Pro Tip: Don’t skip toasting the garlic — it makes all the difference!
How to Serve Crab Alfredo
Imagine a bowl filled with creamy linguine, glistening with that luscious sauce, speckled with beautiful crab. You can sprinkle fresh parsley for a touch of color and serve it with crusty bread for dipping. And let’s be honest, a glass of white wine wouldn’t hurt either. 🍷
How to Store Crab Alfredo
If you happen to have leftovers (I mean, who would?), store them in an airtight container in the fridge for up to 3 days. To reheat, simply pop it in the microwave or on the stove, adding a splash of cream or milk to regain that creamy texture. No one wants a dry pasta dish, am I right?
Tips to Make Crab Alfredo
- Timing is Everything: Cook your pasta just right to avoid a mushy mess.
- Ingredient Swaps: Feel free to exchange crab meat for shrimp or even sautéed veggies if you want a different spin.
- Creaminess Control: For a lighter version, use half-and-half instead of heavy cream.

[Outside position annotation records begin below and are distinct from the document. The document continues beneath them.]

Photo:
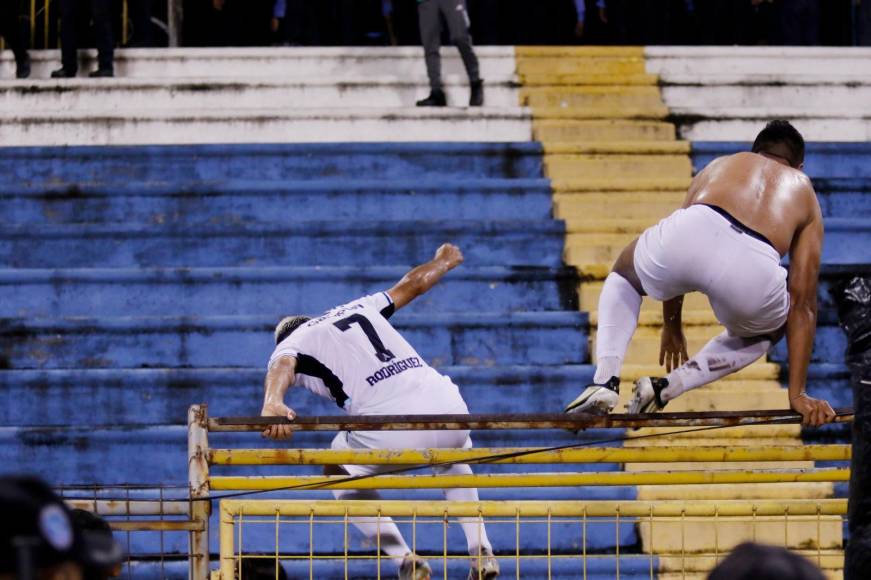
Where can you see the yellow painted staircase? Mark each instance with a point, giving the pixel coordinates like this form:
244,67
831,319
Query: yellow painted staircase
617,168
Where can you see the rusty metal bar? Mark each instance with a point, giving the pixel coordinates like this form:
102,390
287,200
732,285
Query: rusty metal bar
135,507
198,479
157,526
528,455
608,478
515,421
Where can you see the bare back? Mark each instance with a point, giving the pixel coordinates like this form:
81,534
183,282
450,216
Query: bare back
765,195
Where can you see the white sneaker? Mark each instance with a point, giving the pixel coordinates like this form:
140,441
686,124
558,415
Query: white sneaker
646,396
414,568
596,399
485,568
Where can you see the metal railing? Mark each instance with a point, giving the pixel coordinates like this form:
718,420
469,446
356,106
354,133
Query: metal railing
299,519
728,520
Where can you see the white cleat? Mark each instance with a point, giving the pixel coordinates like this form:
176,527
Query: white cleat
414,567
596,399
646,396
484,568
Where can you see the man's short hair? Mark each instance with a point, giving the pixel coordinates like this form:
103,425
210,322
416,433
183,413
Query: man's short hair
780,132
288,325
749,561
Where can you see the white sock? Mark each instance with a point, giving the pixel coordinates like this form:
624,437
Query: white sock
473,528
391,541
723,355
619,305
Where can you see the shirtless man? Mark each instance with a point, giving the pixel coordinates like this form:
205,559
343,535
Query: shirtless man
741,215
352,355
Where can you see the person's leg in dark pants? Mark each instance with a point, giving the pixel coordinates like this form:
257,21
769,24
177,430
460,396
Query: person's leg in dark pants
101,12
10,29
429,20
69,42
141,16
457,18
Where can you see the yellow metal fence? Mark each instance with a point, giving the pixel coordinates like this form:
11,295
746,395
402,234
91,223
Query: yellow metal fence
551,538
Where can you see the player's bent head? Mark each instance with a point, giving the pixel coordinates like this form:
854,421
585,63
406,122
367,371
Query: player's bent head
781,139
287,325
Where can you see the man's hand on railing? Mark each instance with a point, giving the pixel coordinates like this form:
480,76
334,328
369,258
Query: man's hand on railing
278,432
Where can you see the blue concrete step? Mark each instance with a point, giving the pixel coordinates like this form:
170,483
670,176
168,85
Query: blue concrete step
485,243
128,454
844,197
319,243
277,202
822,160
568,567
286,290
129,342
830,343
167,164
160,396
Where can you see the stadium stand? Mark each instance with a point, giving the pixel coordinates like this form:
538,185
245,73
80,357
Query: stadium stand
158,224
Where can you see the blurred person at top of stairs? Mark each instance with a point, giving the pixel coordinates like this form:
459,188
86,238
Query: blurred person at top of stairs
430,14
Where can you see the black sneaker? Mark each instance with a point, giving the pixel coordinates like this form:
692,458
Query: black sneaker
596,399
646,395
63,73
436,98
22,67
102,73
476,99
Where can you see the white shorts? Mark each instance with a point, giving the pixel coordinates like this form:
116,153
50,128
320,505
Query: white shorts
397,440
697,249
441,397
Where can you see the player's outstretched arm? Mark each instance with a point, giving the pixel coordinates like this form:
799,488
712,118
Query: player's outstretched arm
278,380
419,280
801,323
673,344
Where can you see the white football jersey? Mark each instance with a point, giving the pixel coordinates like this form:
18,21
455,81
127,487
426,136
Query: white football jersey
353,355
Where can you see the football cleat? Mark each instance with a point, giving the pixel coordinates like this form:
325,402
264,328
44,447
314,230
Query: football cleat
414,567
646,396
596,399
485,567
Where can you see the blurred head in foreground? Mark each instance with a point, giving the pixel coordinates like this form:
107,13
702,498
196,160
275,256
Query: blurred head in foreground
40,539
759,562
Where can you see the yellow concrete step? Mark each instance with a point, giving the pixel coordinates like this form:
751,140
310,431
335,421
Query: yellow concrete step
574,131
649,112
759,371
645,344
744,491
590,96
550,97
648,205
829,575
716,440
597,247
556,67
733,396
626,183
831,560
702,535
742,432
588,79
526,52
603,166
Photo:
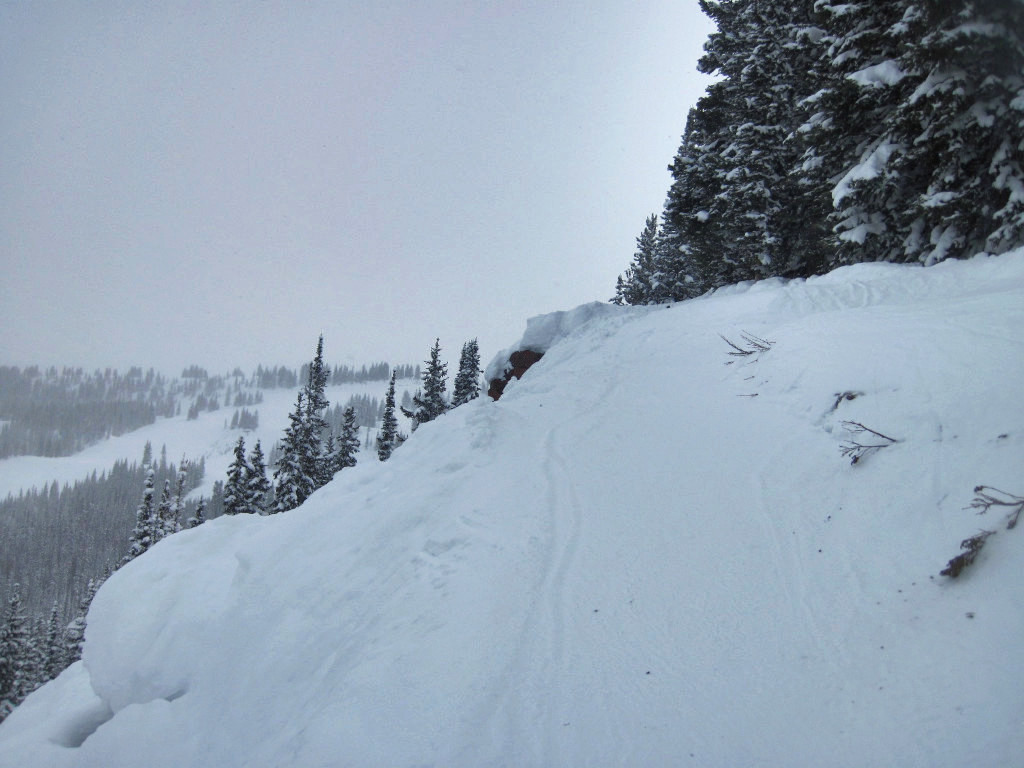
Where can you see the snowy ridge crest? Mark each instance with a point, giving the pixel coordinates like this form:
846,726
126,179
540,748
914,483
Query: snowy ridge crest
656,553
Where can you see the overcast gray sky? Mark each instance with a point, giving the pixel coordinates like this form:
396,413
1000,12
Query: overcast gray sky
217,182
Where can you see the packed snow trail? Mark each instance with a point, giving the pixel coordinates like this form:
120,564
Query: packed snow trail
648,552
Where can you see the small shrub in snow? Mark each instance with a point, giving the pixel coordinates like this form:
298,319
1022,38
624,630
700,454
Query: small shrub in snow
985,497
856,450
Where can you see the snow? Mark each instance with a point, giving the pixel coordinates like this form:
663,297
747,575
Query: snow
877,76
206,437
647,552
868,168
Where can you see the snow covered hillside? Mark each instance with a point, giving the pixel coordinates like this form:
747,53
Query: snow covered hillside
648,552
206,436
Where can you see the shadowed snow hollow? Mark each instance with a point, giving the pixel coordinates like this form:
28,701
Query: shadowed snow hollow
648,552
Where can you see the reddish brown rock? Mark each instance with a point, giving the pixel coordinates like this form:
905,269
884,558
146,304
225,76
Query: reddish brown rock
518,363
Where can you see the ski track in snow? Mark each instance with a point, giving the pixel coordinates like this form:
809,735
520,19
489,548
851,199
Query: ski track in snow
641,555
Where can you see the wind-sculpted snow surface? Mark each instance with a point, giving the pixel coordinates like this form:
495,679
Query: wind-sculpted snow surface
649,552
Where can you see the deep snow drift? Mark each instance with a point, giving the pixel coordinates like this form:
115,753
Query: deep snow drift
641,555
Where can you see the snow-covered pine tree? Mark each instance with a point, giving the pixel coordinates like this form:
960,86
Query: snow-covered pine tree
951,179
199,517
844,132
14,654
467,381
163,524
389,437
685,264
348,441
54,653
759,53
74,634
635,286
292,484
142,536
314,423
173,523
258,487
431,402
236,500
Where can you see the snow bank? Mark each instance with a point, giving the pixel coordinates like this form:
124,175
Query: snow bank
546,330
651,553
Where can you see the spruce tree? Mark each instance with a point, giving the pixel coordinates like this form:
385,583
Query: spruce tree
946,175
74,635
314,423
635,287
389,437
431,402
258,487
163,524
236,496
54,653
467,381
143,536
292,484
199,517
173,523
348,441
14,654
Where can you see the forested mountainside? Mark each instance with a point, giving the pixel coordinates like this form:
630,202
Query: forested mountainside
58,412
659,547
838,132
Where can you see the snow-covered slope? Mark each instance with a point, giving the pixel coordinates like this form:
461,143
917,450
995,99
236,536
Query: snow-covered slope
640,555
207,437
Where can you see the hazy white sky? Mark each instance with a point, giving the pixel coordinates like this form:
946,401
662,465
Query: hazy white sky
217,182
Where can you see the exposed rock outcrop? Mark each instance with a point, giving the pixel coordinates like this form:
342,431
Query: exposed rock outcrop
518,363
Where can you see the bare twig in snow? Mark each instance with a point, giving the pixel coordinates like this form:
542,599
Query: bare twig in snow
971,549
986,497
753,345
856,450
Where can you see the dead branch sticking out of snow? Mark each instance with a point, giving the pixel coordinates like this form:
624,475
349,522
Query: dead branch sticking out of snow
752,345
856,450
971,549
986,497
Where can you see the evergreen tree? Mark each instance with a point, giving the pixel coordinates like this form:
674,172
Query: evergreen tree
163,524
635,287
145,520
199,517
431,402
943,175
173,522
314,423
292,484
843,131
348,441
467,381
258,488
54,657
74,634
389,437
14,654
236,488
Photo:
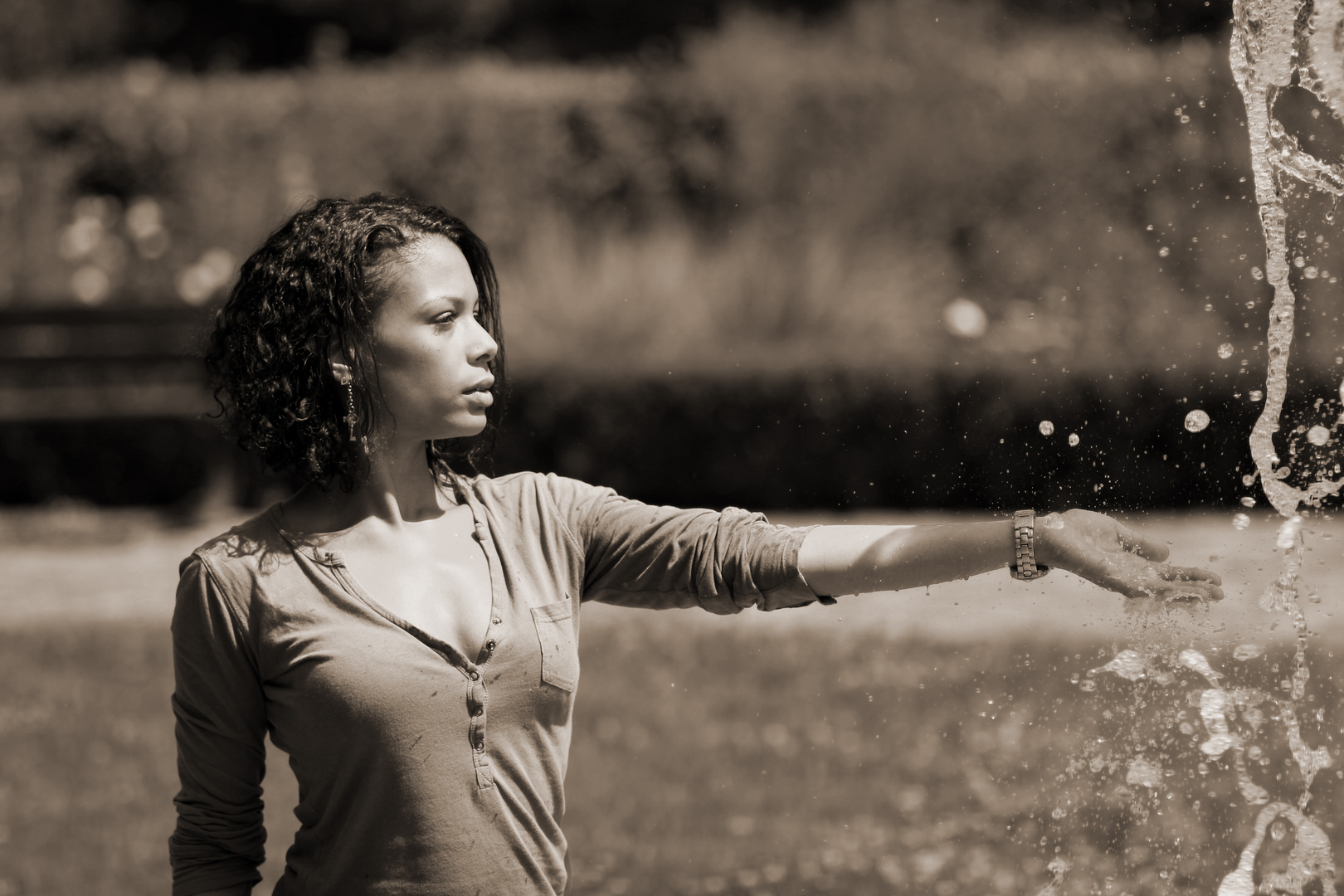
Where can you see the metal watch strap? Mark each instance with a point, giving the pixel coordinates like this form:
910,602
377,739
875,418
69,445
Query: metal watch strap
1025,547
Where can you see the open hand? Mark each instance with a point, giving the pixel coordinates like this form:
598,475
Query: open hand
1098,548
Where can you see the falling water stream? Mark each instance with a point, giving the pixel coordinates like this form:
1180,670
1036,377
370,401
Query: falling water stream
1276,46
1274,42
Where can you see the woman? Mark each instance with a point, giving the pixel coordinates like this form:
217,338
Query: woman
407,631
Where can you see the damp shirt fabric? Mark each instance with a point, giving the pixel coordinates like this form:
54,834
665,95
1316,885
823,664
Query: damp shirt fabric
422,770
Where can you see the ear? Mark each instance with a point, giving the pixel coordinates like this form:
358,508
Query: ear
340,370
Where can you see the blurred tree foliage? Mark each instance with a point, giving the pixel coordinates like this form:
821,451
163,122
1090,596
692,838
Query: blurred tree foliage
43,37
784,197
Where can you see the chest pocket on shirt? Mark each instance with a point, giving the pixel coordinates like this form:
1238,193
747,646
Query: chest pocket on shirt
559,652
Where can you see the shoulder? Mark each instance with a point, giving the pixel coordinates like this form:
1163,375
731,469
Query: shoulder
236,559
539,501
531,486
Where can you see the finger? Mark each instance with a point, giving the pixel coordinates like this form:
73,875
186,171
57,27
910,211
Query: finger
1183,589
1191,574
1142,544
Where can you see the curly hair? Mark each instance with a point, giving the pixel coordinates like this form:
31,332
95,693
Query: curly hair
314,285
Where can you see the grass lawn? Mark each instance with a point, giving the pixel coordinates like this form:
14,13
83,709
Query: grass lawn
721,761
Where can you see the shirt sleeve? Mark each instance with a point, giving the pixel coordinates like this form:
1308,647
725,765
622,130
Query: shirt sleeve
221,724
640,555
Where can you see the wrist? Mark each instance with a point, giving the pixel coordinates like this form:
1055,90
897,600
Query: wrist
1027,563
1047,525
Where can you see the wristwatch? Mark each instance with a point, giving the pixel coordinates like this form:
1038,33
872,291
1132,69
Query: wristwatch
1025,547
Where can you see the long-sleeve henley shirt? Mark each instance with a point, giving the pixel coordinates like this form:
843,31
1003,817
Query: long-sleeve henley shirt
421,770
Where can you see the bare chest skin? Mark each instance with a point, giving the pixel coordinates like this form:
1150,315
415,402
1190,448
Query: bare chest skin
431,574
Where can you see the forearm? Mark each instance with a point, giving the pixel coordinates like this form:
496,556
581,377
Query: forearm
859,559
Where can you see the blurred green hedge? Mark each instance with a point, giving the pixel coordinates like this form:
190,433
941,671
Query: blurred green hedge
785,199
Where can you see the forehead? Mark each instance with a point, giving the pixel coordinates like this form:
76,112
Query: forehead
431,268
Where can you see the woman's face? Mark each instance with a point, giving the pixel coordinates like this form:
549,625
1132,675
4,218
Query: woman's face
433,353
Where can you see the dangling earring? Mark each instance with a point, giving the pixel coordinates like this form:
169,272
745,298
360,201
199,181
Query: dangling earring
351,419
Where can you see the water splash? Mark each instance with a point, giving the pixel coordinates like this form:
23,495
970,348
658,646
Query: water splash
1127,664
1293,855
1272,42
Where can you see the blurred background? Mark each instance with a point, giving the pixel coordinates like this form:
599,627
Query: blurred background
856,261
750,253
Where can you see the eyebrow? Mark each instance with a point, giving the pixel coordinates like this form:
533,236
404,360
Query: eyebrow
452,299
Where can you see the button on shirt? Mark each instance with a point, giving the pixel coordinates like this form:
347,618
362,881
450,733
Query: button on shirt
422,770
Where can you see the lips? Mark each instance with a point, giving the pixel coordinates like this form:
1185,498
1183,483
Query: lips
485,386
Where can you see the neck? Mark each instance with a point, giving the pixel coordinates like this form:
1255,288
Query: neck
401,488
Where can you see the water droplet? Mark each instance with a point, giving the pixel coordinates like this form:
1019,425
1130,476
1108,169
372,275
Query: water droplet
1289,533
1196,421
1199,663
965,319
1127,664
1244,652
1142,774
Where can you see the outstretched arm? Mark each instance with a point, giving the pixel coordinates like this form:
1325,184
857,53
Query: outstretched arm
858,559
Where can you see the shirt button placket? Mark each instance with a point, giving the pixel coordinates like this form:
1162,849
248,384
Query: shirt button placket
476,698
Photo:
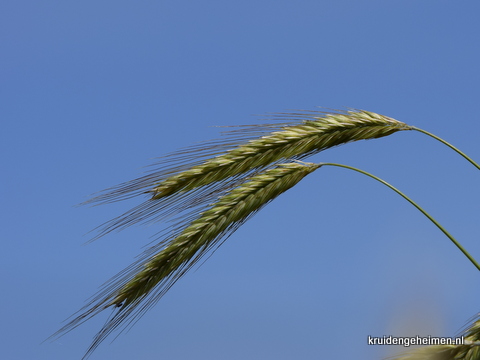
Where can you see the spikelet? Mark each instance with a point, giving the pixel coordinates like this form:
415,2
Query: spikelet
140,286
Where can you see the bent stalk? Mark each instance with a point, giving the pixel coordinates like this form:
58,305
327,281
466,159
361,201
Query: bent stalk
457,244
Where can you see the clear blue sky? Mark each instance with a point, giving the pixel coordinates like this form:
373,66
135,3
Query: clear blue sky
91,91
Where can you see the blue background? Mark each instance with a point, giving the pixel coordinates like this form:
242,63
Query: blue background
91,91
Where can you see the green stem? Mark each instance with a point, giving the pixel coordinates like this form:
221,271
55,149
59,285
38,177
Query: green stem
449,145
414,204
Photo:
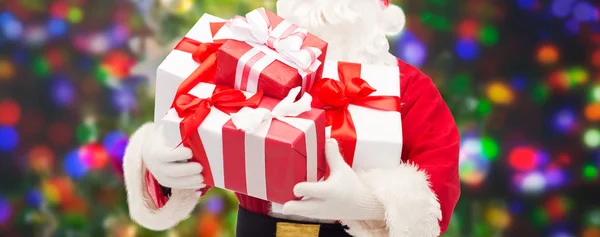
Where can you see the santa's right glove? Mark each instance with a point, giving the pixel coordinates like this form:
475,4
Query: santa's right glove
148,153
169,165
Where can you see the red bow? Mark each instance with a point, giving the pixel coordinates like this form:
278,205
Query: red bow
194,110
335,97
206,55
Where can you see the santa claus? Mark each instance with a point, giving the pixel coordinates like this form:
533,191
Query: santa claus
416,198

- Texture Tip: A sprinkle of a bit more cheese on top before serving adds a nice touch.
Variation
Want to spice things up? Try adding red pepper flakes for a kick, or mix in some spinach for extra color and nutrients. Feeling adventurous? Make it vegan using cashew cream and a vegan Parmesan substitute!
FAQs
Can I use frozen crab meat?
Absolutely! Just thaw it before adding it to your dish.
How can I make this dish ahead of time?
You can prep the sauce earlier and reheat it when you’re ready to serve. Just cook the pasta fresh!
Can I freeze Crab Alfredo?
It’s not the best idea since dairy sauces may separate upon thawing. Enjoy it fresh for the best texture!
📌 Pin this recipe for your next cozy dinner night!

Crab Alfredo
Ingredients
Method
- Cook the linguine according to package instructions. Drain and set aside.
- In a large skillet, melt the butter over medium heat. Add minced garlic and sauté for about 1 minute until fragrant.
- Pour in the heavy cream and bring to a simmer. Gradually whisk in the Parmesan cheese until melted and smooth.
- Stir in the crab meat and season with salt and pepper. Cook for an additional 2-3 minutes until heated through.
- Combine the cooked linguine with the sauce, tossing to coat.
- Serve immediately, garnished with parsley if desired.